Moreover, both MLT [6-8] and Ang 1-7 [38] have been shown to stimulate the anticancer immunity. In more detail, MLT would promote the anticancer immunity by stimulating Th1-dependent IL-2 secretion [7] and inhibiting IL-17 secretion [39], while the major action of Ang 1-7 would consist of the reverse of macrophagemediated immunosuppression [38]. Ang 1-7 has also appeared to exert a radioprotectant action [35]. Finally, both MLT [7,27,34] and Ang 1-7 [35-38] have appeared to exert important hematopoietic effects, mainly consisting of the stimulation of lymphocyte and platelet generation, with a possible normalization of cancer-related lymphocytopenia and thrombocytopenia, for whom very few other effective drugs may be available. Unfortunately, at present there is no clinical study carried out to evaluate the therapeutic efficacy of a concomitant association between MLT and Ang 1-7 in the treatment of advanced cancer patients eligible for the only best supportive care alone. On these bases, a preliminary phase II study of MLT plus 5-MTT and CBD in association with Ang 1-7 in a group of untreatable advanced cancer patients, for whom no other standard effective anticancer therapy was available.
The study included 14 consecutive patients (M/F: 5/9; median age: 63 years, range 46-71). Eligibility criteria were, as follows: histologically proven neoplastic disease; measurable lesions, no double tumor, no availability of other conventional anticancer therapies because of progression under the previous treatments, including chemotherapy, endocrine therapy, targeted-therapy and immunotherapy, depending on the histotype of tumour. After the approval of the Ethical Committee, the experimental protocol was explained to each patient, and written consent was obtained. Tumor histotype were, as follows: brain glioblastoma (GMB):4, lung adenocarcinoma: 2, colorectal cancer:2, breast cancer:2 (triple negative:1), neuroendocrine tumour: 1, renal cell cancer: 1, pharynx carcinoma: 1, endometrial adenocarcinoma:1. Distant organ metastases were present in 10/14 patients (nodes: 1, bone: 1, lung: 3, lung + liver: 1, liver: 2: brain: 2). According to previous clinical studies (10, 34), MLT was given during the dark period of the day half-hour prior to sleep at a dose of 100 mg/day, 5-MTT during the period of maximum light at 10 mg/day, and CBD at 10 mg twice/day (8 AM and 8 PM). All drugs were given orally. Finally, Ang 1-7 was given orally at 0.5 mg twice/day (8 AM and 8 PM) in gastro-protected capsules. We decided to use Ang 1-7 at low-doses because of the possible enhancement of its biological efficacy in association with MLT, which has been proven to interact with ACE2-Ang 1-7 system [21]. The treatment was continued without interruption until the progression of disease. The clinical response was evaluated according to WHO criteria by repeating the radiological examinations, including CT, NMR and PET, at 3-month intervals. Patients were considered as evaluable when they were treated for at least 3 months. Moreover, the immunoinflammatory response was evaluated by analysing changes in lymphocyte-tomonocyte ratio (LMR) values, whose increase has been proven to predict a better prognosis in the advanced neoplastic diseases [40]. Normal values observed in our laboratory (95% confidence limits) were greater than 2.1. Data were statistically analysed by the chisquare test and the Student’s t test, as appropriate.

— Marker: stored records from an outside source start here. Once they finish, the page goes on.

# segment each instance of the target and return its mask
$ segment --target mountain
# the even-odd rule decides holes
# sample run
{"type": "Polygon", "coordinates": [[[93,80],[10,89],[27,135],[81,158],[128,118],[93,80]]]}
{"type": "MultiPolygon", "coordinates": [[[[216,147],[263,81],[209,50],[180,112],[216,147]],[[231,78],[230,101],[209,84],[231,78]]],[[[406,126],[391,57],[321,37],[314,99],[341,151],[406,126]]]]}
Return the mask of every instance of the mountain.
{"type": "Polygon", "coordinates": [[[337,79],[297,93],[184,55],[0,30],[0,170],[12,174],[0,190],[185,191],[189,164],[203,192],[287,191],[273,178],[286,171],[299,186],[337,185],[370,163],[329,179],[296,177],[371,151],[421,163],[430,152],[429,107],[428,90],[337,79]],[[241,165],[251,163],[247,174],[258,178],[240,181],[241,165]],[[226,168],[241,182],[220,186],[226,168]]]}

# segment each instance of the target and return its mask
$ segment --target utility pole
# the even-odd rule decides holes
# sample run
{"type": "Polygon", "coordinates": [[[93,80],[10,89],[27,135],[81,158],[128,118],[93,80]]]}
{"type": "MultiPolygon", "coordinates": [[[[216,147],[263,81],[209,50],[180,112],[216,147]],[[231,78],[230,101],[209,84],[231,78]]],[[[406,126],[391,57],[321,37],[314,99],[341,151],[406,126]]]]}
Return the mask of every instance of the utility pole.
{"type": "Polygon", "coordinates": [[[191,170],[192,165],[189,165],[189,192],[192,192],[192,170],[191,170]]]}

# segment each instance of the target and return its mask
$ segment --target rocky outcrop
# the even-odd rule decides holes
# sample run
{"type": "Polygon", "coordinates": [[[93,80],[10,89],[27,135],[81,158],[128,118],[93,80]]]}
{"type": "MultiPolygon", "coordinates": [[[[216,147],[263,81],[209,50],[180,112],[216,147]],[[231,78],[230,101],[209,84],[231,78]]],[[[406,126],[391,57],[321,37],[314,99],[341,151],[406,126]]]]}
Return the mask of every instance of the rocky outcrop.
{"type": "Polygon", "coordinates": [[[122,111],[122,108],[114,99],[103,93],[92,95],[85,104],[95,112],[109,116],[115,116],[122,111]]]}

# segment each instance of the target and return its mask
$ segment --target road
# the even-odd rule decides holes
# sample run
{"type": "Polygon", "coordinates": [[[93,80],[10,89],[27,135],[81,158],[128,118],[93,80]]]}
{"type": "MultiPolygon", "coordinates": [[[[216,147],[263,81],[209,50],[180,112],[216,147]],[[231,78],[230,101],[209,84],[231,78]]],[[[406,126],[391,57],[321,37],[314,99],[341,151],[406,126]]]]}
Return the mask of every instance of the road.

The clinical characteristics of patients and their clinical response to therapy are reported in Table 1. No complete response was achieved. A partial response (PR) was obtained in 2/14 (14%) patients (GBM: 1; pharynx cancer: 1). A stable disease (SD) occurred in 8/14 (57%) patients (GBM: 1, colon cancer:2, lung cancer: 1, neuroendocrine tumours:1; renal cell cancer: 1, breast cancer: 1, endometrial cancer: 1). Therefore, a disease control (PR + SD) was achieved in 10/14 (71%), whereas the remaining 4/14 (29%) had a progressive disease (PD). The median duration of response was 5 months (range 3- 10+). An abnormally low values of LMR prior to therapy was found in 6/14 (43%). A normalization of LMR values, due to both increase in lymphocyte count and decrease in monocyte number, was obtained on therapy in 4/6 (67%) patients, who obtained a SD, whereas the other two patients had a PD. In addition, lymphocyte mean number observed on therapy in patients who achieved PR or SD was significantly higher than in patients who had a PD (1648 +/- 115 vs 1024 +/- 188 /mm3, P< 0.05). Moreover, a clear relief of asthenia was obtained in 8/10 (80%) patients with important asthenic symptomatology prior to study. Not only, but the relief of asthenia was referred to be associated with a perception of a major integration between consciousness and biological body. Finally, 9/14 (64%) patients referred an increase in diuresis values. No toxicity occurred on study, and in particular no important decline in blood pressure values was observed.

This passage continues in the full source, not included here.